Liputan6.com, Jakarta - Seluruh orang beriman memiliki cita-cita masuk surga, dan tenang saat dihisab. Hisab adalah istilah dalam Islam yang merujuk pada proses perhitungan atau penilaian yang dilakukan oleh Allah atas amal perbuatan manusia.
Ini mencakup evaluasi dan penghitungan terhadap tindakan, niat, dan perbuatan seseorang selama hidup mereka.

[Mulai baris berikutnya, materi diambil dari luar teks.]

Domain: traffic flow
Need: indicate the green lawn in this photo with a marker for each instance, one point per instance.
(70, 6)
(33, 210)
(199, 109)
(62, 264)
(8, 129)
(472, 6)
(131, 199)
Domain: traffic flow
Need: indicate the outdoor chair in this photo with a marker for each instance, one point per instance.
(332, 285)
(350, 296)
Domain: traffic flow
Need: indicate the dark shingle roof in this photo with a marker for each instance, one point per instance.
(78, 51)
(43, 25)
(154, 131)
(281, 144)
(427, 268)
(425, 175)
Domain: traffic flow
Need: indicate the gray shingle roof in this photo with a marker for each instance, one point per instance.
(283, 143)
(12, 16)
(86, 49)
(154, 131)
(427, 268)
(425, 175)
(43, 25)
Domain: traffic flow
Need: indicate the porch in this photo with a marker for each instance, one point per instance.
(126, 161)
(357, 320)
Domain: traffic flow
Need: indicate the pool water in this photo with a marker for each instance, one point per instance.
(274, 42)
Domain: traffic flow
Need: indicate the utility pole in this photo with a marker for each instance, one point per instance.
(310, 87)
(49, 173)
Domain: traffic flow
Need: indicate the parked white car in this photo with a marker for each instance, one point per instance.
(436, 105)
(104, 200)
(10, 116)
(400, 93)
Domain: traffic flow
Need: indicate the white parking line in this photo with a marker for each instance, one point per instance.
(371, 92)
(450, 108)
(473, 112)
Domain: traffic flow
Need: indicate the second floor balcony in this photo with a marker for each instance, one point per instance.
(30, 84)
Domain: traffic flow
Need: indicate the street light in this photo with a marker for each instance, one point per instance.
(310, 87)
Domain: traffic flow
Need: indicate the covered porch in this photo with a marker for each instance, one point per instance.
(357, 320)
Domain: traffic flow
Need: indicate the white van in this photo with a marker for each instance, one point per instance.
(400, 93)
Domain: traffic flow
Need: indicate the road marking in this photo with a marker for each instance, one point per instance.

Pendakwah Ustadz Adi Hidayat (UAH), dalam 7 golongan orang yang kelak masuk surga dan akan tenang sat dihisab salah satunya adalah orang yang mencintai karena Allah.
Advertisement
Mengutip Youtube Kanal @Ediherdian, UAH menyatakan, ada tujuh golongan dijamin oleh Allah bukan hanya masuk surga tapi akan tenang saat di hisab.
"Saat orang lain kesulitan dihisab, dan orang sudah ga peduli surga atau neraka yang penting cepat dihisab. Maka ada 7 golongan yang santai. Di antara tujuh itu dua orang yang istimewa," kata UAH.
Baca Juga
Simak Video Pilihan Ini:
2 Orang yang Dimaksud UAH
Orang yang dimaksud UAH adalah, orang yang saling mencintai karena Allah. Bertemu karena Allah, berpisah karena Allah.
"Ini beda antara saling mencintai saja, dengan mencintai karena Allah. Kalau mencintai karena Allah dia akan saling mengingatkan apa yang Allah sukai," paparnya.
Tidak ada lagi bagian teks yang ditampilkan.